How would the Treaty of Waitangi fit in a written constitution?

This post is part of my draft submission to the 'constitutional conversation'.


What future role could the Treaty of Waitangi have in our constitution?

The Treaty is a product of negotiation between iwi/hapu and the Crown, and should be preserved as such, to the extent possible. From time to time, parliament must pass laws that empower Treaty settlements and/or that require consistency with the principles of the Treaty, and the courts have to apply that legislation. The Treaty is one key historical source of our constitution (along with other documents such as the 1688 Bill of Rights and the 1852 NZ Constitution Act) and hence will always be acknowledged to have a place in our constitution, in the broader sense of the word. The Treaty is not, however, a charter for the principles or institutions of government and law, and so it needs to be kept in perspective.

Should the Treaty be made a formal part of the constitution?
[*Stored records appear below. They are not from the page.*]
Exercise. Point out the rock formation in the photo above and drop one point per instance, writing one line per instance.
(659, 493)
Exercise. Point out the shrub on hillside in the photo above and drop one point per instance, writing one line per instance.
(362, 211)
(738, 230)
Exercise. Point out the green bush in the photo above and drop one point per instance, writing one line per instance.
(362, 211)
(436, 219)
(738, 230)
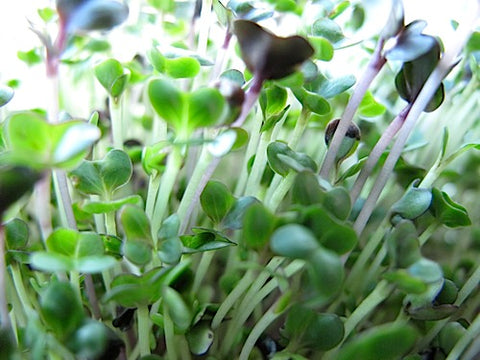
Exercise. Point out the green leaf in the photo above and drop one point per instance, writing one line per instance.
(332, 233)
(204, 240)
(328, 29)
(135, 223)
(319, 331)
(183, 67)
(383, 342)
(326, 272)
(323, 48)
(216, 199)
(306, 190)
(282, 159)
(16, 234)
(177, 308)
(234, 218)
(199, 339)
(406, 282)
(402, 244)
(51, 262)
(329, 88)
(100, 207)
(6, 94)
(15, 182)
(258, 225)
(369, 107)
(293, 241)
(270, 56)
(167, 101)
(447, 211)
(111, 74)
(170, 250)
(61, 308)
(205, 107)
(413, 203)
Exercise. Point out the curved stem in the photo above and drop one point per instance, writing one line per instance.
(377, 151)
(374, 66)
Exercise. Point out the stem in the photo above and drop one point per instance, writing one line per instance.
(374, 66)
(251, 96)
(172, 169)
(116, 120)
(269, 317)
(168, 328)
(377, 152)
(472, 333)
(378, 295)
(4, 313)
(202, 270)
(143, 323)
(280, 191)
(232, 298)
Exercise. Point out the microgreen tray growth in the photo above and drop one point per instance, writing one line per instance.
(227, 193)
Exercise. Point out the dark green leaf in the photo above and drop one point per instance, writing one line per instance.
(306, 189)
(328, 29)
(205, 107)
(447, 211)
(168, 101)
(267, 55)
(135, 223)
(384, 342)
(6, 94)
(234, 218)
(177, 308)
(326, 272)
(204, 240)
(16, 234)
(258, 225)
(61, 308)
(216, 199)
(293, 241)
A clear and up to date restatement of the basic principles of the Treaty could be made into a formal part of the constitution, perhaps in a preamble, but not the full verbatim text of the original Treaty.
These basic founding principles that derive from the Treaty should not depart too far from the three articles themselves, and hence might be in a form something like this:

The Crown originally gained the right to form a government in New Zealand in 1840.
The Crown is thus bound to protect the mana, valued possessions, customary rights and cultural practices of tangata whenua.
The Crown guarantees to tangata whenua all the rights and privileges of New Zealand citizenship, in accordance with the law.
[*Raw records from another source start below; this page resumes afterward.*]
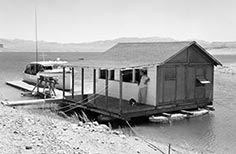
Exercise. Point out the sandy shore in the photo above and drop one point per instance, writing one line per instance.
(22, 132)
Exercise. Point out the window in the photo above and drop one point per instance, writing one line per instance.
(127, 75)
(102, 74)
(111, 74)
(201, 81)
(170, 74)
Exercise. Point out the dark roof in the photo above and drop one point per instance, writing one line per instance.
(125, 55)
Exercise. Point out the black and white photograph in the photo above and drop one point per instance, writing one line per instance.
(117, 76)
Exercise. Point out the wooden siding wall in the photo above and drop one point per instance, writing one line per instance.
(187, 65)
(184, 88)
(130, 90)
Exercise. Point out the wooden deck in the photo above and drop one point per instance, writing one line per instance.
(127, 111)
(111, 108)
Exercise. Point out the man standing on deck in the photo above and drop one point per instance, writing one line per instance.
(142, 93)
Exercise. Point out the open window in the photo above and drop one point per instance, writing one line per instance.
(201, 81)
(170, 74)
(102, 74)
(111, 74)
(127, 75)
The original Treaty text as a whole should not be imported into a written constitution. The reasons for this are:
The Treaty is ambiguously worded and poorly translated. This has been the source of many disagreements, and we should not import those problems into a constitution that we hope will outlast us and remain relevant for future generations. No-one suggests importing the Magna Carta or the 1688 Bill of Rights into our written constitution, even though they still serve an important historical constitutional role for us, and so we should not do that with the Treaty.
The Treaty contains wording that is now anachronistic, such as ‘British Subjects’ and ‘right of Preemption.’ It would be unwise to include words that no longer have practical relevance to the New Zealand constitution.
Placing the Treaty into an entrenched overarching constitution risks making the Treaty itself subject to decisions in the courts, with precedents creating ever more complicated interpretations of a poorly drafted document. This may not be in the interests of Maori seeking redress under the Treaty, as it would create conditions for more litigious and costly settlement processes. The Supreme Court’s recent finding on the government’s decision to proceed with sale of shares in Mighty River Power would surely discourage us from believing that entrenchment of the Treaty in a written constitution would be in the interests of Maori. The courts will not necessarily find in favour of Maori nor agree with the Waitangi Tribunal’s interpretations of the Treaty’s implications for particular present-day issues. And the Treaty itself should not be converted into a supreme law that might constrain future decisions, especially given its lack of clarity.
The constitution could include some reference to the Treaty and its basic principles. If indigenous rights are to be recognized in a written constitution, however, it may make more sense to look at the UN Declaration on the Rights of Indigenous Peoples as a source of relevant and up-to-date wording.